I just took the front page of today's paper, which said in 50-point type "Bush Wins!" and started a fire with it. Small consolation after Tuesday and Wednesday's debacle, but it made me feel better, nonetheless.

This is the first time in my memory that I and everyone I know and love are feeling horrible at the same time. It seems very dangerous. Usually in a population there's a kind of balance — one person's in love, another's heartbroken; somebody's father just died, but somebody else is pregnant. The picture I keep seeing in my mind this week is of all of us on board a sailing ship standing in a crowd at one railing, the boat heeling so far over it could easily flip.

I've found some solace from a friend who said, "Open your aperture wider, to include the whole planet, and this seems less important," and from another who was taking comfort in the historical perspective — that oppression isn't new, and it was never going to be solved by having Kerry for president instead of Bush.

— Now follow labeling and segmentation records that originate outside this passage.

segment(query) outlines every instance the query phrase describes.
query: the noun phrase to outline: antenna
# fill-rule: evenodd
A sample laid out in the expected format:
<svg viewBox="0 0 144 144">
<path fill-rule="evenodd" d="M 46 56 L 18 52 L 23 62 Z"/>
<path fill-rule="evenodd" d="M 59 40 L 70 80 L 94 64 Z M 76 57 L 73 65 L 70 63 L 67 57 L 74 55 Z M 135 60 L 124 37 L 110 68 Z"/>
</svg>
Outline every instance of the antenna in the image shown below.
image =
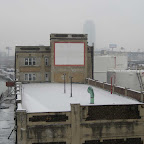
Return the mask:
<svg viewBox="0 0 144 144">
<path fill-rule="evenodd" d="M 10 47 L 6 47 L 6 49 L 8 50 L 8 57 L 9 57 L 9 51 L 12 49 Z"/>
</svg>

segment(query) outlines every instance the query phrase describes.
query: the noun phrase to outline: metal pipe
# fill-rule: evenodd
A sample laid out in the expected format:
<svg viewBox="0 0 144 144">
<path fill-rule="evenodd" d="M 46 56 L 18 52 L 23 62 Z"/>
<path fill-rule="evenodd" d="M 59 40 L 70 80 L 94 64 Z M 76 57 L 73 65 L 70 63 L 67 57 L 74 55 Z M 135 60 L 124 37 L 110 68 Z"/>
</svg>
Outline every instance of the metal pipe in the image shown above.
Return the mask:
<svg viewBox="0 0 144 144">
<path fill-rule="evenodd" d="M 111 77 L 111 94 L 112 94 L 112 77 Z"/>
<path fill-rule="evenodd" d="M 64 93 L 66 93 L 66 89 L 65 89 L 65 76 L 66 76 L 66 74 L 64 73 L 63 76 L 64 76 Z"/>
<path fill-rule="evenodd" d="M 71 79 L 71 96 L 70 97 L 72 97 L 72 76 L 70 76 L 70 79 Z"/>
<path fill-rule="evenodd" d="M 94 91 L 92 87 L 88 87 L 88 93 L 90 93 L 90 104 L 94 104 Z"/>
</svg>

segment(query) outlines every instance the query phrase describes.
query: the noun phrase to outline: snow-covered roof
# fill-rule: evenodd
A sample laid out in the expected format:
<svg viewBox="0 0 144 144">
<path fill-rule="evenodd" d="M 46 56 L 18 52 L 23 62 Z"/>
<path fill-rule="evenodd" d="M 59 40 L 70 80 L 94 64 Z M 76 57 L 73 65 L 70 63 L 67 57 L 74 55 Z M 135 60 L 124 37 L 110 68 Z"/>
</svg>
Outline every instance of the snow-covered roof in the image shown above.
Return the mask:
<svg viewBox="0 0 144 144">
<path fill-rule="evenodd" d="M 22 85 L 22 106 L 20 110 L 27 112 L 65 112 L 71 110 L 71 104 L 80 105 L 124 105 L 141 104 L 140 102 L 124 96 L 111 94 L 100 88 L 93 87 L 94 104 L 90 104 L 90 94 L 87 89 L 90 85 L 62 83 L 35 83 Z M 18 107 L 19 110 L 19 107 Z"/>
</svg>

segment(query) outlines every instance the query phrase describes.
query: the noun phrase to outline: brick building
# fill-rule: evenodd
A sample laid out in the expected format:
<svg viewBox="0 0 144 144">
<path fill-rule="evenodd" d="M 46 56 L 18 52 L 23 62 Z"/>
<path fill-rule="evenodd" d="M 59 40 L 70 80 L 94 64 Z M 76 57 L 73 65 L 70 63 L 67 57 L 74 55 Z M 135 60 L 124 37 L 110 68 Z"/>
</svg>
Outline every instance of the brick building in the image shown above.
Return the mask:
<svg viewBox="0 0 144 144">
<path fill-rule="evenodd" d="M 93 47 L 84 34 L 51 34 L 50 46 L 16 46 L 16 79 L 27 82 L 84 83 L 92 78 Z"/>
<path fill-rule="evenodd" d="M 16 47 L 17 144 L 143 144 L 144 94 L 92 75 L 87 35 L 51 34 L 50 47 Z"/>
</svg>

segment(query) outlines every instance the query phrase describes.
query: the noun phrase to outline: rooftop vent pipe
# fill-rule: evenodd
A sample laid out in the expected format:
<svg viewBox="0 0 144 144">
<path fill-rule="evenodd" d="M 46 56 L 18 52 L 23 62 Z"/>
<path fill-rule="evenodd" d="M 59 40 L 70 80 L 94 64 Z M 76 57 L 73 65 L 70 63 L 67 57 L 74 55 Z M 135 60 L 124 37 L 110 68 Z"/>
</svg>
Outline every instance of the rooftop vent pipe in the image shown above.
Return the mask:
<svg viewBox="0 0 144 144">
<path fill-rule="evenodd" d="M 88 87 L 88 93 L 90 93 L 90 104 L 94 104 L 94 92 L 92 87 Z"/>
</svg>

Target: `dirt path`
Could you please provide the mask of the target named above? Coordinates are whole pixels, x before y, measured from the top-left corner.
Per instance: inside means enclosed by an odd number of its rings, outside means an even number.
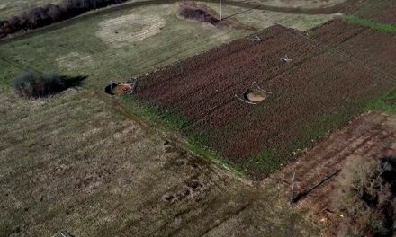
[[[357,3],[359,0],[346,0],[345,2],[338,4],[334,6],[330,7],[325,7],[325,8],[292,8],[292,7],[276,7],[276,6],[271,6],[271,5],[265,5],[260,4],[252,4],[252,3],[247,3],[247,2],[237,2],[237,1],[226,1],[224,4],[233,5],[233,6],[238,6],[241,8],[246,9],[257,9],[257,10],[265,10],[265,11],[271,11],[271,12],[277,12],[277,13],[299,13],[299,14],[331,14],[336,13],[346,7],[348,7],[350,4],[353,4],[355,3]],[[89,19],[92,17],[96,17],[103,14],[107,14],[112,12],[120,11],[120,10],[126,10],[126,9],[133,9],[135,7],[140,6],[145,6],[145,5],[155,5],[155,4],[173,4],[176,3],[178,0],[166,0],[166,1],[161,1],[161,0],[153,0],[153,1],[133,1],[133,2],[127,2],[124,4],[99,9],[96,11],[92,11],[87,13],[76,16],[75,18],[71,18],[68,20],[65,20],[60,22],[57,22],[49,26],[45,26],[40,29],[35,29],[29,31],[27,32],[23,33],[16,33],[14,35],[0,39],[0,44],[7,43],[12,40],[16,40],[27,37],[31,37],[32,35],[40,34],[42,32],[47,31],[52,31],[58,29],[61,29],[67,26],[69,26],[71,24],[75,24],[82,20]],[[207,2],[207,3],[218,3],[217,0],[202,0],[202,2]],[[227,17],[227,16],[225,16]]]
[[[329,175],[342,170],[346,161],[364,157],[377,159],[385,149],[396,151],[396,116],[370,112],[354,119],[347,127],[324,138],[314,148],[296,162],[263,180],[263,185],[277,186],[287,200],[291,195],[291,183],[294,179],[294,197],[317,185]],[[332,210],[331,202],[337,189],[333,177],[297,205],[318,222],[335,222],[339,218]]]

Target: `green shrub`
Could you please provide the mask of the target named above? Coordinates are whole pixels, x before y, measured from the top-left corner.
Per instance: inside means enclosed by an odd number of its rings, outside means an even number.
[[[65,78],[58,73],[39,75],[32,72],[22,72],[12,81],[11,86],[24,97],[46,97],[66,90]]]

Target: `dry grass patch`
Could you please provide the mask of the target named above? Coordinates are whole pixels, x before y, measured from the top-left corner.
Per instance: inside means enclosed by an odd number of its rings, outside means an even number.
[[[113,48],[122,48],[159,33],[164,26],[165,19],[158,13],[132,13],[102,22],[96,36]]]

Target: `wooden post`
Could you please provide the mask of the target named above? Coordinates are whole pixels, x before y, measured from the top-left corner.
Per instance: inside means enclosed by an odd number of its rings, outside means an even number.
[[[292,202],[292,198],[294,198],[294,178],[295,178],[295,172],[292,174],[292,191],[291,191],[291,197],[290,197],[290,202]]]
[[[222,21],[221,0],[220,0],[220,21]]]

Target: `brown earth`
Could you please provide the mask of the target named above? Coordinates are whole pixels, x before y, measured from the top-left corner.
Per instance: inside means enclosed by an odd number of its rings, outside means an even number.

After my initial hit-by-a-train feeling began to wear off, around Wednesday noon, I had to drive by myself to Sacramento. Something weird happened on the drive, while I was listening to Beethoven's Missa Solemnis because I couldn't stand the election rehashing one more second. My mind finally settled down. I began to feel more buoyant, more collected. And I realized it was because this kind of massive defeat is really familiar to me.

Advocating for abused children, which is where I focus my political energy, we are almost always up against odds like this — molesters routinely win custody of their kids in the courts, as the general population ignores the issue or minimizes it or dismisses it. (Witness how the subject disappears off everyone's radar even though the FBI says it happens to one in three girls and one in five boys.) Suddenly the national arena has moved into territory with which I'm very familiar.

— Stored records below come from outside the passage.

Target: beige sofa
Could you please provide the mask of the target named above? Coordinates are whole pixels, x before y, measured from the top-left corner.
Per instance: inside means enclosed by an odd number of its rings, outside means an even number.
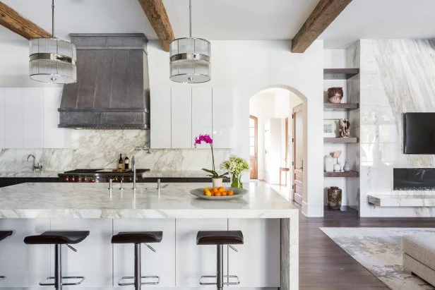
[[[435,234],[402,238],[403,268],[435,286]]]

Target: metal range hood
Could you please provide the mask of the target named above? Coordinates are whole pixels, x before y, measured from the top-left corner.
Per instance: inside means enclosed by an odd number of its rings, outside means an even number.
[[[77,83],[65,85],[59,128],[149,129],[150,84],[142,33],[71,34]]]

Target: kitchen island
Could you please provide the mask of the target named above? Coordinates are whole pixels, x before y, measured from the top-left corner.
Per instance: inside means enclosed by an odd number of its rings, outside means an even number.
[[[245,244],[226,249],[226,271],[241,287],[298,289],[299,210],[262,182],[246,183],[239,199],[209,201],[190,194],[209,183],[23,183],[0,188],[0,229],[14,231],[0,243],[1,286],[35,286],[52,271],[49,246],[27,246],[24,236],[44,231],[89,230],[88,238],[66,252],[65,274],[86,277],[83,287],[116,285],[131,274],[133,249],[110,243],[120,231],[163,231],[156,253],[143,250],[143,274],[158,274],[160,286],[198,287],[215,271],[214,247],[195,243],[199,230],[240,229]],[[13,267],[11,267],[13,265]],[[20,266],[21,265],[21,267]],[[20,269],[17,271],[17,269]],[[21,283],[18,285],[14,283]],[[106,288],[107,289],[107,288]]]

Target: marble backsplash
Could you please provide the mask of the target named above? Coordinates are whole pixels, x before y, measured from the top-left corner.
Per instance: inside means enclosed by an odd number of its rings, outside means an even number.
[[[149,131],[143,130],[71,130],[71,146],[66,149],[1,149],[0,171],[30,171],[32,154],[36,162],[46,171],[64,171],[74,169],[116,168],[119,154],[129,158],[135,156],[138,168],[153,170],[200,170],[211,168],[209,148],[153,149],[136,150],[136,147],[148,147]],[[215,164],[218,167],[231,154],[231,149],[215,149]]]
[[[405,155],[402,148],[403,113],[435,111],[435,40],[362,40],[359,44],[360,215],[433,216],[430,209],[374,207],[367,195],[398,194],[394,168],[435,167],[435,155]]]

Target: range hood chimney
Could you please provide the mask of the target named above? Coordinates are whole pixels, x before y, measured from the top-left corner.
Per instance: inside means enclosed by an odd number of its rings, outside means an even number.
[[[65,85],[59,128],[149,129],[150,85],[142,33],[71,34],[77,83]]]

We're going to lose the Supreme Court, we'll lose public legitimacy for our views just because there are so few Democrats in power. It's going to seem as though we're powerless. But don't you believe it. It just takes a different kind of strategy to fight this way — since there's no outside support, you have to embody your values more personally.

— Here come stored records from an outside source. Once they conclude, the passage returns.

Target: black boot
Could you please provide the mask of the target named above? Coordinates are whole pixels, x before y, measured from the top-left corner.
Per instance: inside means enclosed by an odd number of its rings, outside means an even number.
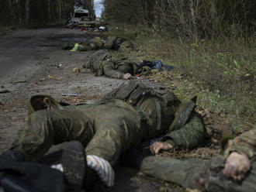
[[[82,187],[87,166],[84,146],[76,141],[67,142],[63,147],[60,163],[68,184]]]

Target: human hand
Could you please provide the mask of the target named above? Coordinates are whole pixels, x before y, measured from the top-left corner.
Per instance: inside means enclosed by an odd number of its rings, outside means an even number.
[[[130,79],[132,77],[132,75],[130,74],[126,74],[123,75],[123,78],[124,80],[128,80],[128,79]]]
[[[245,155],[233,152],[227,158],[223,173],[236,181],[241,181],[251,170],[251,163]]]
[[[150,146],[150,152],[155,156],[159,155],[160,150],[167,151],[171,149],[172,148],[173,146],[166,142],[155,142]]]

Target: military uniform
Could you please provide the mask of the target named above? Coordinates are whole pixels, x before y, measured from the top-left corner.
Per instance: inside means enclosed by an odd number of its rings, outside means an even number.
[[[29,113],[12,147],[27,159],[39,159],[52,145],[77,140],[87,155],[114,165],[130,146],[166,132],[164,140],[180,147],[195,147],[204,136],[192,101],[181,103],[173,93],[156,91],[133,81],[95,105],[63,107],[43,95],[32,98],[30,103],[30,109],[36,111]],[[171,125],[173,122],[178,123]]]
[[[98,50],[92,54],[88,63],[83,67],[88,68],[95,76],[106,75],[122,79],[125,74],[136,74],[138,62],[128,59],[123,54],[109,53],[105,50]]]
[[[224,153],[212,160],[190,159],[178,160],[159,156],[148,156],[142,161],[140,170],[144,173],[184,187],[198,187],[195,180],[206,180],[206,191],[253,192],[256,188],[256,130],[243,133],[233,140]],[[251,170],[242,182],[227,179],[222,171],[225,160],[232,152],[246,155],[251,163]],[[136,158],[136,157],[135,157]]]

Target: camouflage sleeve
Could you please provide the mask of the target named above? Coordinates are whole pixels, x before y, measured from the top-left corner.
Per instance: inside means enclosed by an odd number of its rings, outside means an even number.
[[[104,74],[106,76],[122,79],[124,74],[114,70],[114,64],[110,61],[106,61],[103,64]]]
[[[248,158],[254,156],[256,155],[256,130],[244,132],[230,140],[224,153],[225,158],[227,159],[232,152],[246,155]]]
[[[199,114],[193,112],[188,122],[178,130],[170,132],[163,138],[175,147],[192,149],[204,138],[204,126]]]

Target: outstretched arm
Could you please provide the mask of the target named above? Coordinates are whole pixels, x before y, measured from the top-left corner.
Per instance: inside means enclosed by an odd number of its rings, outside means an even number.
[[[163,141],[172,146],[192,149],[198,146],[203,137],[204,126],[201,117],[193,112],[185,125],[166,134]]]
[[[243,133],[230,140],[224,156],[227,158],[223,174],[234,180],[242,180],[251,170],[250,159],[256,155],[256,130]]]

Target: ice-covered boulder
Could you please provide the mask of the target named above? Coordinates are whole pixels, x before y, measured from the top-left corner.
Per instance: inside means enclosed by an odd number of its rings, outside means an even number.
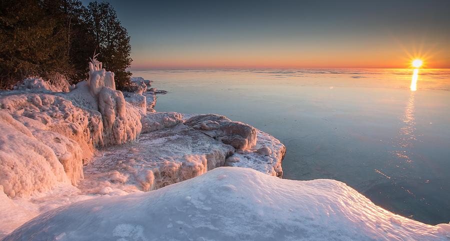
[[[338,181],[220,168],[156,191],[55,209],[4,240],[447,240],[449,226],[394,214]]]
[[[2,110],[0,126],[0,186],[8,196],[27,196],[68,182],[52,148]]]
[[[256,145],[252,150],[240,150],[225,162],[228,166],[251,168],[262,173],[282,178],[282,162],[286,148],[276,138],[256,130]]]
[[[72,184],[76,186],[84,178],[82,151],[74,140],[58,133],[36,130],[33,136],[53,150]]]
[[[142,116],[142,132],[174,126],[183,122],[183,115],[176,112],[148,112]]]
[[[147,103],[147,111],[148,112],[155,112],[154,106],[156,105],[156,97],[154,93],[150,92],[144,92],[143,94],[146,96],[146,100]]]
[[[94,193],[106,187],[146,192],[223,166],[234,151],[232,146],[180,124],[142,134],[126,146],[102,150],[85,166],[86,178],[80,184],[102,184]]]
[[[141,114],[126,102],[122,92],[104,87],[98,92],[98,110],[104,128],[104,143],[121,144],[136,139],[140,133]]]
[[[30,128],[47,130],[74,140],[80,146],[84,159],[90,158],[95,146],[102,143],[100,113],[74,106],[60,96],[48,94],[0,96],[0,109]]]
[[[190,118],[184,124],[201,130],[236,149],[253,148],[256,142],[256,131],[247,124],[233,122],[226,116],[216,114],[200,114]]]
[[[40,78],[29,78],[24,80],[14,86],[16,90],[40,90],[53,92],[68,92],[69,84],[67,80],[62,74],[55,74],[54,84],[44,80]]]

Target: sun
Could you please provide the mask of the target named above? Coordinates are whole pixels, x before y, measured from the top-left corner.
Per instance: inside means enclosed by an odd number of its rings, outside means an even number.
[[[412,60],[412,66],[415,68],[420,68],[420,66],[422,66],[422,64],[423,64],[424,62],[422,60],[417,58]]]

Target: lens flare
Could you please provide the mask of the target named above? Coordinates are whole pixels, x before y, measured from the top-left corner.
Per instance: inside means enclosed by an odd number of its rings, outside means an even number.
[[[422,62],[421,60],[416,59],[412,60],[412,66],[415,68],[420,68],[420,66],[422,66],[422,64],[424,64],[424,62]]]

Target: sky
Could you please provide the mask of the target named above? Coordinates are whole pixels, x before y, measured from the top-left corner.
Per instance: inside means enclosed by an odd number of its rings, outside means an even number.
[[[132,69],[450,68],[449,0],[107,2]]]

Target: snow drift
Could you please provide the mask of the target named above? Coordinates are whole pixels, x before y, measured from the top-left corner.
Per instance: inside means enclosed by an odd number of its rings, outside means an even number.
[[[56,208],[4,240],[448,240],[449,226],[393,214],[336,180],[220,168],[156,191]]]

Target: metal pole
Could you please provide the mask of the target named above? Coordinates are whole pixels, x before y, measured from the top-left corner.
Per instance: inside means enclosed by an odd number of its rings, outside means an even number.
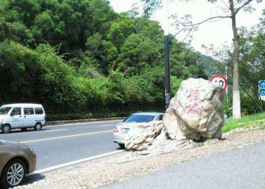
[[[227,77],[227,66],[225,66],[225,72],[226,72],[226,80],[228,81],[228,78]],[[228,104],[228,86],[226,87],[226,103]]]
[[[165,0],[166,17],[165,27],[165,63],[166,78],[166,108],[167,108],[170,102],[170,71],[169,68],[169,41],[168,39],[168,0]]]

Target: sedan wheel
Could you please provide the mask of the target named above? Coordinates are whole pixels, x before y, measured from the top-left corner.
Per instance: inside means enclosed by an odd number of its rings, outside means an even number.
[[[16,187],[23,182],[25,175],[25,163],[20,160],[13,160],[7,164],[3,170],[1,184],[4,189]]]
[[[11,186],[19,184],[24,176],[24,168],[19,163],[13,164],[7,171],[7,182]]]

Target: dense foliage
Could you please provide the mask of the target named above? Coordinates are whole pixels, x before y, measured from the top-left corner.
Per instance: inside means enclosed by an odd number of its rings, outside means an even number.
[[[87,118],[163,110],[163,31],[129,15],[104,0],[0,0],[0,104]],[[172,36],[170,45],[172,94],[210,76],[199,53]]]

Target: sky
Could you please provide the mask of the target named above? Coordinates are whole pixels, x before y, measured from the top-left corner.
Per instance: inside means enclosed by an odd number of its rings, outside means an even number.
[[[141,8],[141,4],[139,0],[109,0],[111,6],[114,10],[120,13],[126,12],[131,9],[134,3],[138,3]],[[169,1],[172,1],[169,0]],[[189,14],[192,16],[193,23],[203,21],[209,17],[216,15],[225,15],[226,14],[221,11],[221,7],[225,5],[223,1],[226,0],[219,0],[215,4],[207,2],[206,0],[193,0],[189,2],[175,0],[169,3],[169,15],[177,14],[179,17]],[[250,28],[251,26],[259,22],[259,18],[261,17],[262,10],[265,8],[265,2],[257,3],[251,3],[252,6],[256,10],[252,13],[243,12],[241,10],[236,16],[236,26],[239,28],[245,26]],[[164,8],[157,11],[151,19],[159,21],[162,28],[166,26],[165,18],[166,17],[166,12]],[[170,21],[172,22],[172,20]],[[176,30],[174,26],[169,26],[169,32],[176,33]],[[176,38],[182,41],[185,38],[186,33],[181,33]],[[206,54],[205,50],[201,47],[204,44],[209,46],[214,45],[215,48],[221,47],[222,44],[230,44],[232,42],[233,34],[232,27],[232,21],[230,18],[226,18],[216,22],[210,22],[201,25],[199,29],[193,34],[193,39],[191,45],[196,51]],[[187,42],[186,38],[185,42]]]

I can't stop a kid from being attacked by her dad, but I can show up at her school and tell her class it happened to me, too, and just stand there being alive and OK. Read a few poems. She can see that I didn't crack up, or commit suicide. She can feel less alone, and hold onto that feeling until she's old enough to get out.

There's a longer horizon to this kind of resistance, and it's more intense person-to-person work. But it's not impossible. It's actually kind of fun. I'm as sorry as anyone we lost so badly this week, but welcome to the fray.